A parte alcune illuminate eccezioni, le testimonianze che si sono succedute in aula sembravano tratte da una sceneggiatura dei fratelli Cohen, con improbabili personaggi che - forti della scusa dei tanti anni trascorsi dai fatti oggetto del processo - ripetevano, in un noioso copione, i loro «non ricordo», «è passato troppo tempo, davvero non saprei», «la mia memoria, ormai... sa com'è, signor giudice».
Sì, il signor giudice sa com'è. E infatti dopo aver ripreso un sottufficiale di vecchia data della polizia locale, che a dispetto della divisa portata per anni non si è sentito in imbarazzo di fronte alle scientifiche lacune nei suoi ricordi, è arrivato ad ammonire ufficialmente un'ex candidata che, non contenta di aver chiesto - cinque anni or sono - una raccomandazione all'allora assessore Paolo Gatto e di aver preteso e ottenuto di conoscere in anticipo le tracce della prova scritta, ieri ha pensato di fornire il suo contributo alla giustizia trincerandosi dietro un: «Io questa cosa del concorso l'ho rimossa». Per fortuna la minaccia di un'imputazione per falsa testimonianza ha restituito una fetta di ricordi alla smemorata.

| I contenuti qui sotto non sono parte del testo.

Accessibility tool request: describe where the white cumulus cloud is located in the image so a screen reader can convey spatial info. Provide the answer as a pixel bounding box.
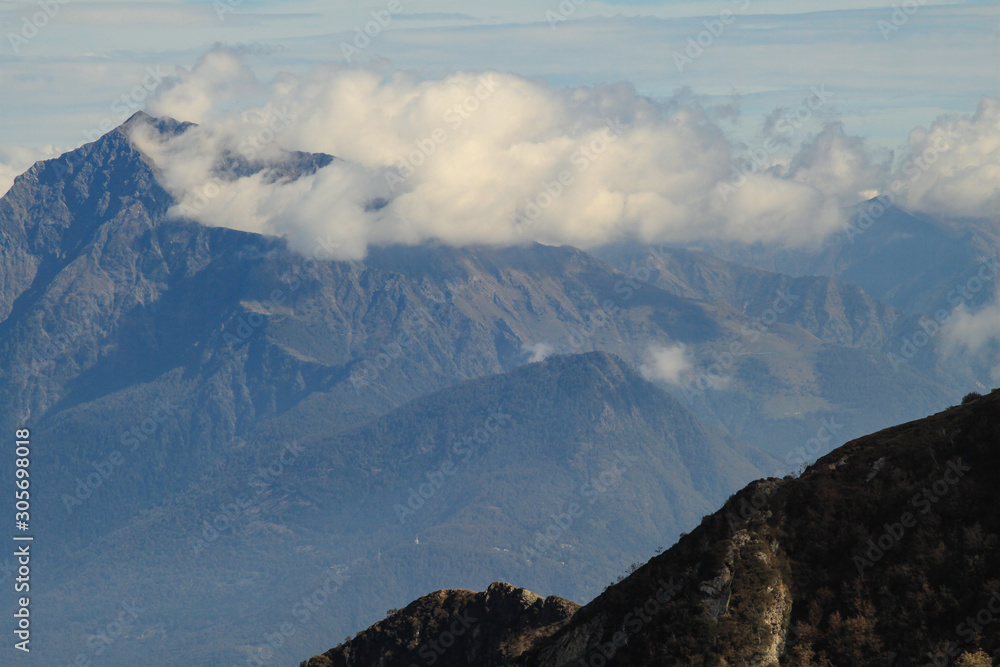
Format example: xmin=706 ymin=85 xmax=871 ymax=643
xmin=639 ymin=344 xmax=694 ymax=384
xmin=127 ymin=49 xmax=992 ymax=259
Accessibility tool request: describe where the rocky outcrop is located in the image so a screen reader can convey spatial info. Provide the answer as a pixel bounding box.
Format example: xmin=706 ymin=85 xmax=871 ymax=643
xmin=302 ymin=583 xmax=579 ymax=667
xmin=304 ymin=391 xmax=1000 ymax=667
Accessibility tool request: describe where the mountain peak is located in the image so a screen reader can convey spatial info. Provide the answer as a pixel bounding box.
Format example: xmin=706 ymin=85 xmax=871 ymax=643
xmin=115 ymin=111 xmax=196 ymax=138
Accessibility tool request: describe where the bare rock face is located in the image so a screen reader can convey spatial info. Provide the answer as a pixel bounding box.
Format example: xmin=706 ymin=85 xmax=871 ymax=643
xmin=303 ymin=390 xmax=1000 ymax=667
xmin=302 ymin=583 xmax=579 ymax=667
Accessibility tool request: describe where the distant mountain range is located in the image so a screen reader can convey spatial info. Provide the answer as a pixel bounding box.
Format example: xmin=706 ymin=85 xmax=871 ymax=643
xmin=0 ymin=115 xmax=995 ymax=667
xmin=302 ymin=391 xmax=1000 ymax=667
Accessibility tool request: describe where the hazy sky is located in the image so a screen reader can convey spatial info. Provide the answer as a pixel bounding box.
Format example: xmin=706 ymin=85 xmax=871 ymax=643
xmin=0 ymin=0 xmax=1000 ymax=148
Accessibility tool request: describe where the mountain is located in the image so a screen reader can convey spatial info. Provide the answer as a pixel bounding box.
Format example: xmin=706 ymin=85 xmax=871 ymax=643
xmin=664 ymin=198 xmax=1000 ymax=316
xmin=0 ymin=115 xmax=984 ymax=665
xmin=33 ymin=353 xmax=776 ymax=660
xmin=302 ymin=391 xmax=1000 ymax=667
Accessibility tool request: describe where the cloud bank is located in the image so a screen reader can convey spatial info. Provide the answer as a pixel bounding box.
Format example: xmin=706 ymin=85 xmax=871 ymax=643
xmin=639 ymin=345 xmax=694 ymax=384
xmin=133 ymin=49 xmax=992 ymax=259
xmin=900 ymin=97 xmax=1000 ymax=220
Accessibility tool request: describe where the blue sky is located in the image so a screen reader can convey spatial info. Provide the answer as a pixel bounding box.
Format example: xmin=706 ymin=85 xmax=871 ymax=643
xmin=0 ymin=0 xmax=1000 ymax=172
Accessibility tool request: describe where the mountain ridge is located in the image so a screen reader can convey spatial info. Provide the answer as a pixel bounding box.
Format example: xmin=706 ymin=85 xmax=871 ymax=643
xmin=302 ymin=390 xmax=1000 ymax=667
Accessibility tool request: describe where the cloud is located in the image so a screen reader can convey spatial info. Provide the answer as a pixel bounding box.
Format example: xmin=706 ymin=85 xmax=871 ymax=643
xmin=943 ymin=291 xmax=1000 ymax=380
xmin=134 ymin=50 xmax=892 ymax=259
xmin=147 ymin=47 xmax=258 ymax=123
xmin=896 ymin=97 xmax=1000 ymax=220
xmin=639 ymin=345 xmax=694 ymax=384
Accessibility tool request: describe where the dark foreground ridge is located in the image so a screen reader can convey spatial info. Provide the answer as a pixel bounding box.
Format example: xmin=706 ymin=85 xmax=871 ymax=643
xmin=302 ymin=391 xmax=1000 ymax=667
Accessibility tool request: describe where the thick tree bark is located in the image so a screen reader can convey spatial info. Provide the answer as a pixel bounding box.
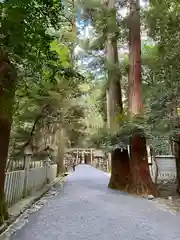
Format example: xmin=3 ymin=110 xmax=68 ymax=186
xmin=128 ymin=0 xmax=158 ymax=196
xmin=57 ymin=127 xmax=65 ymax=176
xmin=0 ymin=51 xmax=16 ymax=225
xmin=174 ymin=136 xmax=180 ymax=195
xmin=106 ymin=0 xmax=130 ymax=190
xmin=109 ymin=149 xmax=131 ymax=191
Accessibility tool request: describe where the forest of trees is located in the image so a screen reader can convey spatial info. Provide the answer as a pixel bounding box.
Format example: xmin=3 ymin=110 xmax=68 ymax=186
xmin=0 ymin=0 xmax=180 ymax=224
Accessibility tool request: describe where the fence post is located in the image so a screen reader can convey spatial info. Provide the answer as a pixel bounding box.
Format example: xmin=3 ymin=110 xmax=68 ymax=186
xmin=23 ymin=154 xmax=32 ymax=198
xmin=90 ymin=149 xmax=93 ymax=166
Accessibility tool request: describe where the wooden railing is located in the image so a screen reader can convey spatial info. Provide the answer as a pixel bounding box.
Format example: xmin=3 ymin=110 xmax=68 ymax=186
xmin=5 ymin=164 xmax=57 ymax=207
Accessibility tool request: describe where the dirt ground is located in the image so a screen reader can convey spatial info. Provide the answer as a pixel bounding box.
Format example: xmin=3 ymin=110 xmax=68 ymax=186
xmin=156 ymin=182 xmax=180 ymax=212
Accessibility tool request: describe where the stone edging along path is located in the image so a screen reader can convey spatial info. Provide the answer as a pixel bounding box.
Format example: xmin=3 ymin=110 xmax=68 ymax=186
xmin=0 ymin=176 xmax=65 ymax=240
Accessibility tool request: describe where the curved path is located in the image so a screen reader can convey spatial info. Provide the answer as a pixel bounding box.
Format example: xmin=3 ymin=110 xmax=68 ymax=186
xmin=11 ymin=165 xmax=180 ymax=240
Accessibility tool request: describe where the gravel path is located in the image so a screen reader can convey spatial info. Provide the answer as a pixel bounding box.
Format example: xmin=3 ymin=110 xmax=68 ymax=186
xmin=11 ymin=165 xmax=180 ymax=240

Una sfilata così numerosa di testimoni reticenti le aule del Tribunale cittadino non la vedeva da un pezzo. Resta il dubbio sulle reali motivazioni di un comportamento di massa simile: volontà di nascondere la verità o semplice vergogna di dover ammettere di essere stati disposti a giocare con carte truccate pur di vincere un concorso pubblico? Sciogliere il dilemma non aiuterebbe certo a rendere meno amaro il sapore indigesto della raccomandazione, della furberia, del sotterfugio che alberga in questa vicenda. E per fortuna la giornata ha anche regalato esempi illuminati, di testimoni ancora capaci di riconoscere nella verità una virtù e di divise in grado di distinguere tra quello che rende grande un Paese e ciò che invece lo macchia indelebilmente di luoghi comuni.